3. Healthy Eating Habits
This one is super important and often overlooked. Did you gain the quarantine 15? Or did you work out and eat healthier? Every person used their time differently because this was the first time we were all experiencing a global pandemic. So no matter how you spent your quarantine, don’t get mad at yourself for it. This was new territory that you were facing. And now that we have done this for a while, we are finding the things that worked and didn’t work so well. One thing is for sure that its important to eat healthy at all times: and especially during high stressful moments. That includes going back to school this year. Making sure you and your child have a full breakfast as well as healthy lunch and dinner choices, is crucial in your overall wellness. Did you know your gut and mind are connected? They are! And because of such, we truly have to feed our minds in a healthy way to have fit and positive brains.
4. Find Fall Activities
Back to school often brings signs of fall activities: pumpkin picking, fall sports, and playing in the leaves. With the unknown of what will happen with fall activities (crossing fingers on this one folks – love to apple pick and bake so let’s hope for a fun fall!) its important to prepare for what CAN be done. This means finding activities both in and out of the home that are fun for you, your child, and your family. Think of activities that you can find to do in the home that might make for fun fall decor. Or maybe finding a new park to go to! If your child plays sports and they are not on for the fall, find a way to incorporate this similarly within your home and make it a family affair!

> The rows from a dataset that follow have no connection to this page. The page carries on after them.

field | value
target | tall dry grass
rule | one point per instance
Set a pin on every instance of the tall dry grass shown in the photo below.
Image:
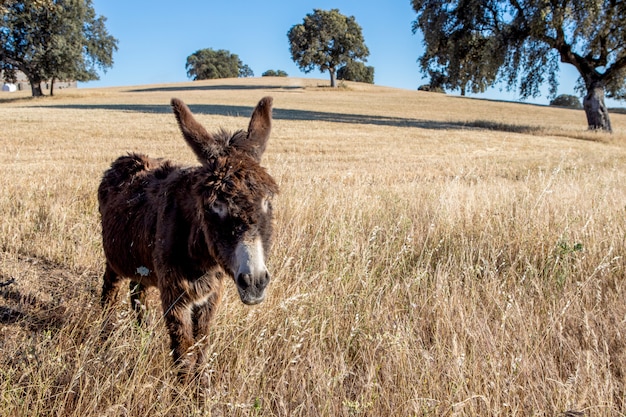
(433, 256)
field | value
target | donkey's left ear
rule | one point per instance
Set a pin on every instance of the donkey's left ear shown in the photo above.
(259, 129)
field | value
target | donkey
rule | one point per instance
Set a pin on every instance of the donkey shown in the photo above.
(184, 229)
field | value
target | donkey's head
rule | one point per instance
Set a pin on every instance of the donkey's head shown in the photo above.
(233, 196)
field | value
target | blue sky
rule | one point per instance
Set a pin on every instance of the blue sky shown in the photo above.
(156, 36)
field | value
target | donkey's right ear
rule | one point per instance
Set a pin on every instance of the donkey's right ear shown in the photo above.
(200, 141)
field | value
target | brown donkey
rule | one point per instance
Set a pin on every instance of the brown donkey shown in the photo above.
(184, 229)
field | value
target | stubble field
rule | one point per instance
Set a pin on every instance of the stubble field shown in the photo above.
(433, 256)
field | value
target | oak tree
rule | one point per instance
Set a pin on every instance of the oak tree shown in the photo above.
(477, 43)
(208, 64)
(326, 39)
(52, 40)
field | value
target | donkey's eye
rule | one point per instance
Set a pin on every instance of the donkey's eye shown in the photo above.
(220, 208)
(266, 204)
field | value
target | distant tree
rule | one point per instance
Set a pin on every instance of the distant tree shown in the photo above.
(566, 100)
(208, 64)
(356, 71)
(328, 40)
(53, 39)
(429, 88)
(245, 71)
(272, 73)
(474, 44)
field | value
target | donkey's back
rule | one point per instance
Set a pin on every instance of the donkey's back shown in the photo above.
(128, 200)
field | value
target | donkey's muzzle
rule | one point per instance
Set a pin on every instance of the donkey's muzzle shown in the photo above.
(252, 288)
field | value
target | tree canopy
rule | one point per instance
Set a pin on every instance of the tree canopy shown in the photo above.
(327, 40)
(53, 39)
(274, 73)
(208, 64)
(474, 44)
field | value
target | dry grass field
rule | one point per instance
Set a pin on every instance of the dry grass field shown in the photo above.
(433, 256)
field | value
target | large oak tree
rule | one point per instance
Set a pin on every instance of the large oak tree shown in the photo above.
(328, 40)
(477, 43)
(53, 39)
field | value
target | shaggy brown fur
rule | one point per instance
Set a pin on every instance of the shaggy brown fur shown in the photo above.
(184, 230)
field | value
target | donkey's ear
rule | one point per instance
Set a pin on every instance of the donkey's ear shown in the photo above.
(202, 143)
(258, 129)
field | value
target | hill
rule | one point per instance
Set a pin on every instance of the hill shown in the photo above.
(433, 255)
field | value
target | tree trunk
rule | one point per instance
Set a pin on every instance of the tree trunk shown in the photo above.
(333, 77)
(36, 89)
(595, 109)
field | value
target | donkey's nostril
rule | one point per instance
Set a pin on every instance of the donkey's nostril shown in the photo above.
(265, 279)
(244, 281)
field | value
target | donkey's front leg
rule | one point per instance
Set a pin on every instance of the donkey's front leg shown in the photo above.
(177, 310)
(203, 315)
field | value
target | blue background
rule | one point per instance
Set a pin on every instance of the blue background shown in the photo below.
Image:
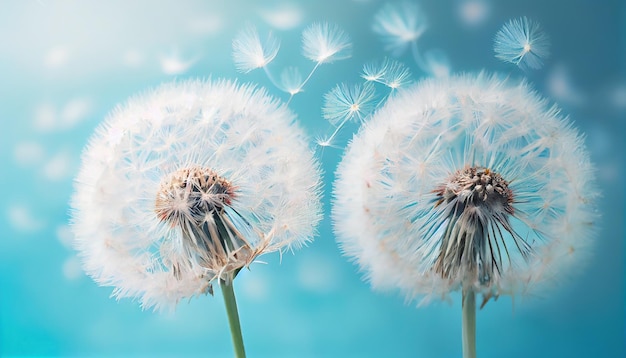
(65, 64)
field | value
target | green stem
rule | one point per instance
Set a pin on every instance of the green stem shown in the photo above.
(469, 324)
(233, 317)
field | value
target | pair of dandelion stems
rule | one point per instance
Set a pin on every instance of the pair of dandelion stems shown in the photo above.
(208, 233)
(475, 200)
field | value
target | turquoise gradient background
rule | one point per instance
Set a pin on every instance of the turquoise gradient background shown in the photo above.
(65, 64)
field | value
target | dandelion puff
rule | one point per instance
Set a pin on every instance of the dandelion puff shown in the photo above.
(323, 43)
(471, 183)
(399, 25)
(250, 53)
(187, 184)
(523, 43)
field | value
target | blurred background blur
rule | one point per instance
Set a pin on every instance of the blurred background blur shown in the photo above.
(65, 64)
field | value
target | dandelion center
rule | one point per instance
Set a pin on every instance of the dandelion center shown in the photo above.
(477, 188)
(477, 203)
(196, 200)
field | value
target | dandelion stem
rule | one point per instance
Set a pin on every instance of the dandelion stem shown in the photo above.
(233, 317)
(469, 323)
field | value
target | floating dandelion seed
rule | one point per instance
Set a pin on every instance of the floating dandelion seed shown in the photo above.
(345, 103)
(523, 43)
(249, 53)
(399, 25)
(188, 184)
(390, 73)
(470, 183)
(323, 42)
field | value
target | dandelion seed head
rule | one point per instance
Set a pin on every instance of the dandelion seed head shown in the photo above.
(189, 183)
(470, 181)
(523, 43)
(324, 43)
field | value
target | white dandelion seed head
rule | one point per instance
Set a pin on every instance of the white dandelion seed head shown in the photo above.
(250, 53)
(523, 43)
(324, 43)
(399, 24)
(469, 181)
(189, 183)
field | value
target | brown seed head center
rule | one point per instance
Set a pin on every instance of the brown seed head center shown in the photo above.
(477, 187)
(193, 193)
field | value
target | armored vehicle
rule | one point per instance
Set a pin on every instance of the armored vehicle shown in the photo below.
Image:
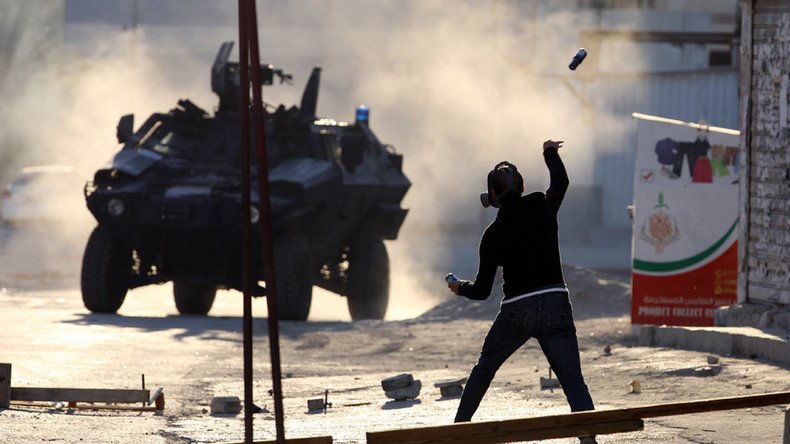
(168, 205)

5. Prepare Like the New Year of School
Some sense of routine for the new school year is important. If every year you go to buy school supplies with your child, than its important to do just that. If you don’t need as many supplies as last year: that’s okay! Keeping the school year tradition of getting ready in some way is crucial. Its an overwhelming and frustrating time for all. And your child can feel that. Explore with them the frustrating feelings they may have as well as exploring yours. During this time, come up together with the list of things that you usually do to prepare and which ones you can still do together even if the school year will look different. Having your child feel comfortable with you and knowing that you are there support them is always how the school year should start.